2025 ISAKOS Biennial Congress ePoster
Minimum Five-Year Outcomes Of Isolated Endoscopic Gluteus Medius Repair
Roger Quesada Jimenez, MD, Des Plaines, Illinois UNITED STATES
Matthew J. Strok, BA, Des Plaines, IL UNITED STATES
Andrew R. Schab, BS, Des Plaines, Illinois UNITED STATES
Ady Haim Kahana Rojkind, MD, Des Plaines, IL UNITED STATES
Benjamin G. Domb, MD, Des Plaines, Illinois UNITED STATES
American Hip Institute Research Foundation, Des Plaines, Illinois, UNITED STATES
FDA Status Cleared
Summary
Endoscopic gluteus medius repairs yield significant improvement in mHHS, NAHS, HOS-SSS, iHOT-12, and VAS at 5-year minimum follow-up.
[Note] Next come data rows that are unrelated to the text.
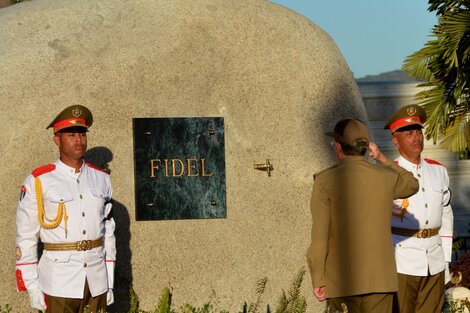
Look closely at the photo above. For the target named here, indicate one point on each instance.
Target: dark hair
(359, 148)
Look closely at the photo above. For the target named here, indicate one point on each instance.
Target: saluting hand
(376, 154)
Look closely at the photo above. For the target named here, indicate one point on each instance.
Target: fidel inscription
(179, 168)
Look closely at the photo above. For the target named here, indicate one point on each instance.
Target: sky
(374, 36)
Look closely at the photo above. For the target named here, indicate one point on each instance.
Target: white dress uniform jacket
(86, 196)
(429, 208)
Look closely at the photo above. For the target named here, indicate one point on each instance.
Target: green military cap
(351, 132)
(73, 116)
(408, 115)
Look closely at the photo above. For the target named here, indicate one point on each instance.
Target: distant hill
(393, 76)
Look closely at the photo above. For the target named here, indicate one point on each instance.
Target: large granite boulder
(276, 78)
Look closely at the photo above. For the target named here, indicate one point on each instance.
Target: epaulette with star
(43, 170)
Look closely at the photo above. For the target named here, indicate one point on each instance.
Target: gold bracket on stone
(268, 167)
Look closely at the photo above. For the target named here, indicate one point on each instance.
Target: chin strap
(61, 212)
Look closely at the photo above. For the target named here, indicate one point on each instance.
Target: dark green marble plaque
(179, 168)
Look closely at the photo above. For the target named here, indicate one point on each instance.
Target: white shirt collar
(68, 169)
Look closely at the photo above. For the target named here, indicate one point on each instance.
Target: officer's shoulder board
(429, 161)
(96, 168)
(43, 170)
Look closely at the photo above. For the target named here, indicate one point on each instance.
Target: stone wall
(276, 78)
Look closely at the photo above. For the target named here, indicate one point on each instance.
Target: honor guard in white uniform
(422, 225)
(67, 205)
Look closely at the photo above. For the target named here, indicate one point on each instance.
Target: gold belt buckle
(425, 233)
(84, 245)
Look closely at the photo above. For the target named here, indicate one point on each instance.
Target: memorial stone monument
(276, 79)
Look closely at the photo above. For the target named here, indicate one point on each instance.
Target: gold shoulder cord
(61, 212)
(403, 211)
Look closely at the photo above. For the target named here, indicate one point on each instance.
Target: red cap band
(409, 120)
(75, 121)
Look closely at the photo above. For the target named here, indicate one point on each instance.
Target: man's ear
(395, 140)
(56, 140)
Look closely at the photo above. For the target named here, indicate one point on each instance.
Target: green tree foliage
(444, 67)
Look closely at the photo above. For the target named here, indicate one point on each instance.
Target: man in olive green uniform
(351, 257)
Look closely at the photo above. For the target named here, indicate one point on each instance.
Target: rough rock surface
(278, 80)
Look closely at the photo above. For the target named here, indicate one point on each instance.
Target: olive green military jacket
(351, 250)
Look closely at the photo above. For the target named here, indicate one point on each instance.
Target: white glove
(110, 297)
(36, 298)
(447, 274)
ePosters will be available shortly before Congress
Abstract
Purpose
Gluteus medius (GM) tears are a common cause of peritrochanteris pain among middle and older populations. This condition is associated with lateral hip pain and significant disability while ambulating or during weightbearing activities. This study aims to evaluate outcomes of endoscopic isolate GM repairs at minimum 5-year follow-up.
Methods
Prospectively collected data was retrospectively analyzed for all patients who underwent endoscopic GM repairs between May 2009 and December 2018. Included patients had completed pre-operative and minimum of 5-year patient reported outcomes (PRO) for the modified Harris Hip Score (mHHS), Non-Arthritic Hip Score (NAHS), Hip Outcome Score-Sports Specific Subscale (HOS-SSS), International Hip Outcome Tool (iHOT-12), Visual Analogue Scale (VAS) and patient satisfaction. The MCID was calculated for all PROs and included in the analysis. Complications and secondary surgery including subsequent Total Hip Replacement were assessed. A failure analysis based on the grade of GM tear was performed.
Results
A total of 26 patients were included in the study. Significant improvement was seen in all PROs and high patient satisfaction was reported. Furthermore, a high percentage of patients reached the calculated MCID for mHHS, NAHS, and iHOT 12. In the cohort, 3 (11.54%) hips underwent revision arthroscopy and 6 (23.08%) converted to arthroplasty. Of these, 100% and 83.34%, respectively, had a higher-grade GM tear, defined as >50% at primary endoscopic GM repairs.
Conclusion
Endoscopic gluteus medius repairs yield significant improvement in mHHS, NAHS, HOS-SSS, iHOT-12, and VAS at 5-year minimum follow-up. Patients with a higher grade of GM tear had increased revision surgery rates and conversion to THA.